The Advancing American Freedom Foundation released a memo Tuesday obtained first by The Hill that argued Trump in his second term was “walking away” from the tough-on-China approach he took during his first administration, when Pence served as vice president.

“To beat China, President Trump must return to his first administration’s ‘Tough on China’ approach, not bow down to Beijing,” the memo states.

The memo outlines a few key areas where Pence’s group argues Trump is not doing enough to counter Chinese influence.

It points to the Trump administration’s handling of TikTok, where the president has granted repeated extensions of a deadline for the video-sharing app’s parent company to divest or face a U.S. ban.

Congress last year passed a law that required TikTok’s China-based parent company ByteDance to sell the app amid growing privacy and national security concerns. If it failed to do so, TikTok would be banned from U.S. networks and app stores.

“By launching its own TikTok account, the White House mocks the rule of law and invites CCP spyware onto White House phones,” the memo states.

Trump last week called security concerns about TikTok “highly overrated.”

“I’m a fan of TikTok.

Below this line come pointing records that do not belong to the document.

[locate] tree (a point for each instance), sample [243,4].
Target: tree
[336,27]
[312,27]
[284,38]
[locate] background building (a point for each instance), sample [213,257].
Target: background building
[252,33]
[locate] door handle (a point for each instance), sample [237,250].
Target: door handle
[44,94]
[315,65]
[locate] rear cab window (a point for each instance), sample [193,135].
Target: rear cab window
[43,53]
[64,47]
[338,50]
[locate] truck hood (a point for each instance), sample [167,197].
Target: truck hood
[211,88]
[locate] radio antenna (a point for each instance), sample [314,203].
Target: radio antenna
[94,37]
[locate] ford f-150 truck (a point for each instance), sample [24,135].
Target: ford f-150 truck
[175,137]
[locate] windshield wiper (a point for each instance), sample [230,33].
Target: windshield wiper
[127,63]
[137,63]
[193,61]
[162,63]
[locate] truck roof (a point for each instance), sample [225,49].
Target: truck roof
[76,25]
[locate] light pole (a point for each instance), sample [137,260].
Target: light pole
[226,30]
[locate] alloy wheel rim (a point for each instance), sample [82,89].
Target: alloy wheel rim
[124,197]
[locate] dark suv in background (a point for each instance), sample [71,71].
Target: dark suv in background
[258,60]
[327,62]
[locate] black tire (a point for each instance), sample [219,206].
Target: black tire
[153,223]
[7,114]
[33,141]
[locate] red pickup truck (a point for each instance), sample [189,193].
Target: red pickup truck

My kids like TikTok, young people love TikTok,” Trump told reporters. “If we can keep it going good. And we’re going to watch the security concerns.”

Pence’s group was also critical of Trump’s agreement with Nvidia to provide 15 percent of its revenue generated from selling artificial intelligence chips to China. The memo argues the agreement “plays right into Beijing’s playbook of obtaining foreign trade secrets through coercion or theft and displacing foreign competitors.”

Commerce Secretary Howard Lutnick has argued the administration is only giving China Nvidia’s “fourth best” chip. Trump has said he brokered the arrangement as part of a deal “for our country.”

And the memo from the foundation takes aim at Trump’s tariffs, which the Pence-founded group says have “kneecapped American small businesses, which overwhelmingly rely on Chinese goods and lacked adequate time to rearrange supply chains in response to tariffs.”

Trump has imposed sweeping tariffs on dozens of trading partners, including major economies like Japan, South Korea, the European Union, China and Canada. He has also imposed or threatened tariffs on specific goods, such as steel and aluminum, copper, automobiles, furniture and semiconductors.

Pence, some Republicans, Democrats and economists have warned that the tariffs will lead to higher prices and disproportionately hurt small businesses that can’t negotiate a workaround.

Trump has defended his use of tariffs, arguing that the U.S. has been ripped off for years. He has also pointed to revenue coming into the U.S. from tariffs, even as critics argue that revenue amounts to a tax on consumers.

The president has more broadly asserted he has a positive relationship with Chinese President Xi Jinping and expressed a desire to see both countries do well. Trump told reporters on Monday he planned to visit China later this year or “shortly thereafter.”